NASHVILLE, Tennessee (Billboard) -- Disappointing airplay for the first two singles from the new album by the Dixie Chicks exposes a deep -- and seemingly growing -- rift between the trio and the country radio market that helped turn the group into superstars.
"Taking the Long Way," due out May 23, is the band's first album since singer Natalie Maines sparked a major controversy in 2003 by declaring that she was ashamed to hail from the same state as fellow Texan President George W. Bush. Radio boycotts ensued, and many fans abandoned the band.
The first single, "Not Ready to Make Nice," peaked at No. 36 on Billboard's Hot Country Songs chart, beginning its descent after just seven weeks. The second single, "Everybody Knows," is now at No. 50, down two places in its fourth week.
Not Ready to Make Nice" performed only slightly better at adult contemporary radio, peaking at No. 32 on the AC chart and falling off after six weeks.
From the beginning of the album rollout, the Dixie Chicks were eager that their songs be worked to radio formats beyond country. The album was produced by rock veteran Rick Rubin, whose credits include the Red Hot Chili Peppers, System of a Down and Johnny Cash.
By picking the defiant "Not Ready" as the first single, they've reopened a wound that was particularly deep for country radio fans, and left many country programmers with the burning question: Why on earth would the band choose to do this?
After hearing the album, WKIS Miami program director Bob Barnett says he was "excited about the opportunity to introduce some great Chicks music to the listeners." But the group's decision to come with "Not Ready" as the lead single left him "stunned, especially in light of the fact that, when asked, programmers and consultants that listened to the project were virtually unanimous in saying we should put the politics behind us and concentrate on all this other great music we were hearing."
KUBL/KKAT Salt Lake City PD Ed Hill criticizes the song's "self-indulgent and selfish lyrics."
Barnett played the song for a week, but pulled it after listeners called to say it sounded like the Chicks were "gloating" or "rubbing our noses in it," he reports. "We didn't need to pick at the scab any longer."
He and other country programmers were upset that the group chose to launch its new album with a single that rehashed all the angst of three years ago.
The Dixie Chicks and reps from their label, Columbia Records, declined to participate in this story. But -- at least as far as Maines is concerned -- the drop-off at country radio was part of its plan.
Maines was quoted in late January on EW.com, before the single went to country radio, saying: "For me to be in country music to begin with was not who I was ... I would be cheating myself ... to go back to something that I don't wholeheartedly believe in. So I'm pretty much done. They've shown their true colors. I like lots of country music, but as far as the industry and everything that happened ... I couldn't want to be farther away from that."
Maines also said, "I don't want people to think that me not wanting to be part of country music is any sort of revenge. It is not. It is totally me being who I am, and not wanting to compromise myself and hate my life."

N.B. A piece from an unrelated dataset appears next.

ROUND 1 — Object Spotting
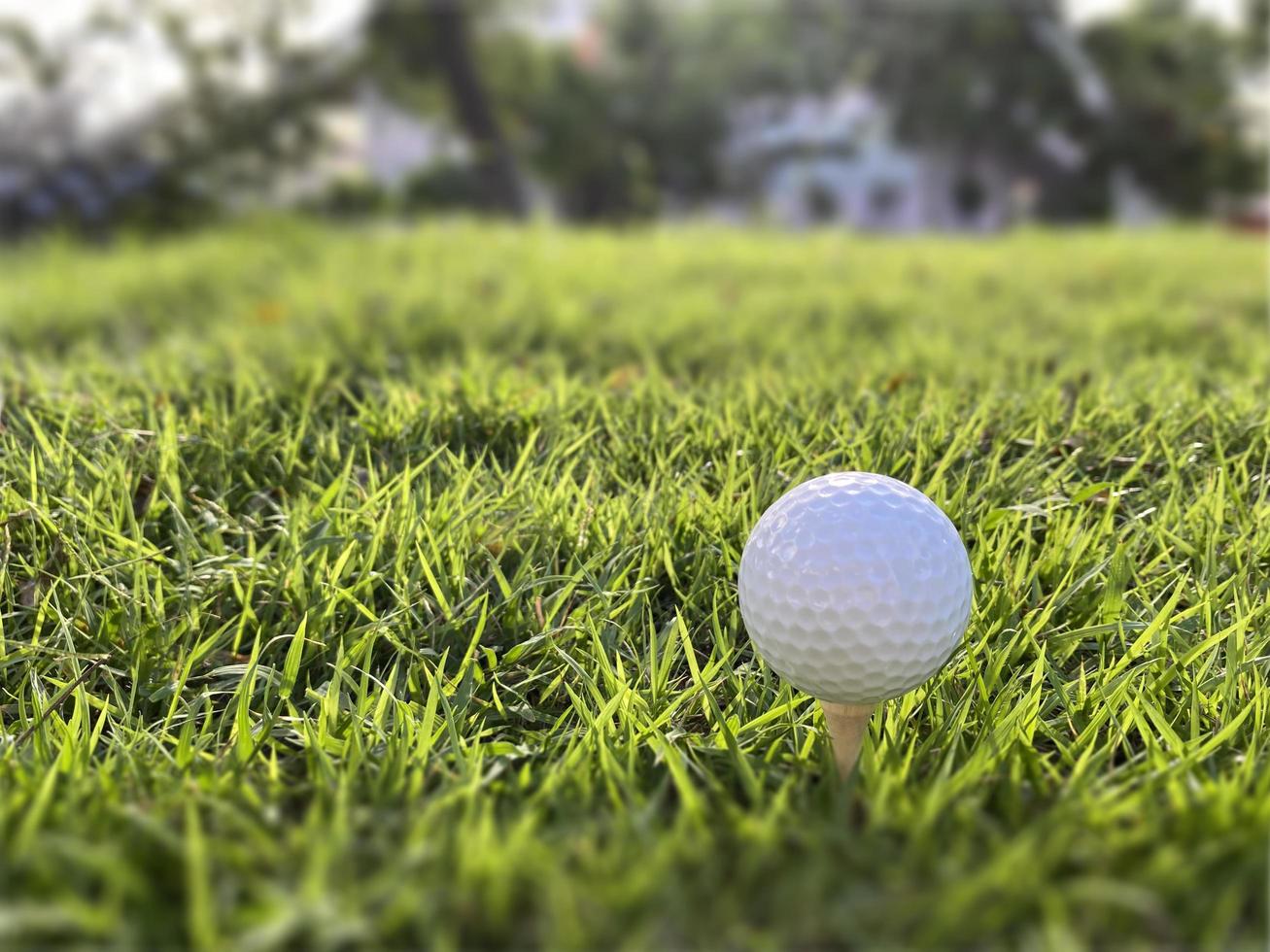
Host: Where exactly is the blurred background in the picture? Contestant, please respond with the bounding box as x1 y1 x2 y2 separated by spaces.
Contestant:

At KNCI Sacramento, California, the Chicks' music weathered the 2003 controversy only to be pulled as a result of Maines' new Entertainment Weekly comments, coupled with poor scores in local music tests.
"When an artist says that they don't want to be a part of that industry, it made our decision a no-brainer," program director Mark Evans says. "There are too many talented new artists dying to have a song played on country radio, so I'd rather give one of them a shot."
The Dixie Chicks, who are unquestionably a very talented band, are also unquestionably a country music band. There is no other way to look at it. Sorry, but slide guitar, the fiddle and banjo are not prominently used in any other musical genre. While the Dixie Chicks did enjoy some cross-genre success with their music being played on "pop" radio stations as well as "country" radio stations, anyone that has listened to their music will tell you - they are, at their core, a country music band.
According to Dixie Chick Martie McGuire, the Dixie Chicks don't need country music fans - they want what they perceive are "cool fans":
"I'd rather have a small following of really cool people who get it, who will grow with us as we grow and are fans for life, than people that have us in their five-disc changer with Reba McEntire and Toby Keith," Maguire said. "We don't want those kinds of fans. They limit what you can do."
No matter how the "left" wants to spin this issue, however, this is not a "free speech" issue. Everyone - even the Dixie Chicks - has every right to speak their mind and to pontificate as to their political views (no matter whether they are right, wrong or ignorant) without fear of governmental interference or punishment. However, what happened to the Dixie Chicks is not governmental interference or punishment - there is no governmental action that is infringing on their ability to speak.
Rather, this is a free market issue. The Dixie Chicks have the right to say they hate President Bush and country music fans - but their is no corresponding right that guarantees that, by doing so, there will be no economic ramifications. The Dixie Chicks must consciously understand that, by espousing their political views, country music fans, who do not share or support their views, may choose not buy their music or attend their concerts and country music stations may exercise their right not to play the Dixie Chicks' music on their radio station.